Multitasking MS-DOS 4

Not to be confused with the IBM-produced MS-DOS 4.
Multitasking MS-DOS 4
Version of MS-DOS
Multitasking MS-DOS 4 First Boot.png
Version4.00
Release date1986
Replaces
MS-DOS 3

Multitasking MS-DOS 4 (sometimes also referred to as European MS-DOS 4) refers to a dead-end branch of MS-DOS that included support for multitasking, which was only offered by certain European OEMs for the most part. Unlike its predecessors and even contemporary versions of Microsoft Windows, it implements proper preemptive multitasking with a time-sliced scheduler. Documents indicate many features, such as threads, were also planned but removed during development.

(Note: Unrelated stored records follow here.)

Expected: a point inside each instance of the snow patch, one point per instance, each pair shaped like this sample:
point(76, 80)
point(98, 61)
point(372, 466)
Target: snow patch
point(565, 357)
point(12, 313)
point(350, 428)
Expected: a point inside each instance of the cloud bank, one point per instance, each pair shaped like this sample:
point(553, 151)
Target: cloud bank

The project was intended to be the successor to MS-DOS 3, although it does not share much amount of code with it. Most executables are New Executable (NE) files (excluding the DOS BIOS), with a large amount of the operating system being rewritten in C, including the entire Command Interpreter (COMMAND.COM) and a large percentage of the DOS BIOS. The default SHELL entry in CONFIG.SYS points to the Session Manager (SM.EXE), which is a small shell application that provides a UI for application switching. The real shell is provided as an argument to the Session Manager.

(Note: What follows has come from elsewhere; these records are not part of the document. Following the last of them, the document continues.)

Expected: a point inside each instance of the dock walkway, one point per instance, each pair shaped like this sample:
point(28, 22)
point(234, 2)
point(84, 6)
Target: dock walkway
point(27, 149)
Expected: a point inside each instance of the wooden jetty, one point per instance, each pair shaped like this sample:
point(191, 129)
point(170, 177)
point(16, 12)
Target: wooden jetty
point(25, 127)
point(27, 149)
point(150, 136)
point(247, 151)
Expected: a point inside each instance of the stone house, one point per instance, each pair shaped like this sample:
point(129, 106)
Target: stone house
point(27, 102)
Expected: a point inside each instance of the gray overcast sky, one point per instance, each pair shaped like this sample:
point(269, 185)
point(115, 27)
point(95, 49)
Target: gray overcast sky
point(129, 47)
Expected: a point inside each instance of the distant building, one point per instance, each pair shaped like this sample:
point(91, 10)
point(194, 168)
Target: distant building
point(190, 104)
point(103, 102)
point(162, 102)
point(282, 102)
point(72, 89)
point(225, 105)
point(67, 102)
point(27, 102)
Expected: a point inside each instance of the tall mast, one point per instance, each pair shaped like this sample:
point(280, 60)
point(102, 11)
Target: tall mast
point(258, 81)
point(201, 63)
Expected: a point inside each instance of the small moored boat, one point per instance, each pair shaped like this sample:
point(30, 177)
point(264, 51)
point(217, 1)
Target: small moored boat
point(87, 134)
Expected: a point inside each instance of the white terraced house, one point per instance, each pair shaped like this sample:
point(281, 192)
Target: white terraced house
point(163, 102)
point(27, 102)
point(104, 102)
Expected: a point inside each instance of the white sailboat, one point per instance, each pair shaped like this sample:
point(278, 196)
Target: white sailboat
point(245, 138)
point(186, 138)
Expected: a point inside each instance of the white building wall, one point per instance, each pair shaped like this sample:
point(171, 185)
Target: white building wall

Most components of this version of DOS were compiled on 26 November 1985, shortly after the completion of Windows 1.0. Internally, it identifies as "internal revision 6.7" a la OS/2, although the string has been patched to not display, which indicates that this may be a pre-release that was shoved out to OEMs. Goupil released an OEM version of Multitasking MS-DOS 4.0 in May 1986, and is mostly the same as the non-OEM version. An updated version, MS-DOS 4.10, was developed for the ICL DRS Professional Workstation and is known to exist in private collections.[1][2]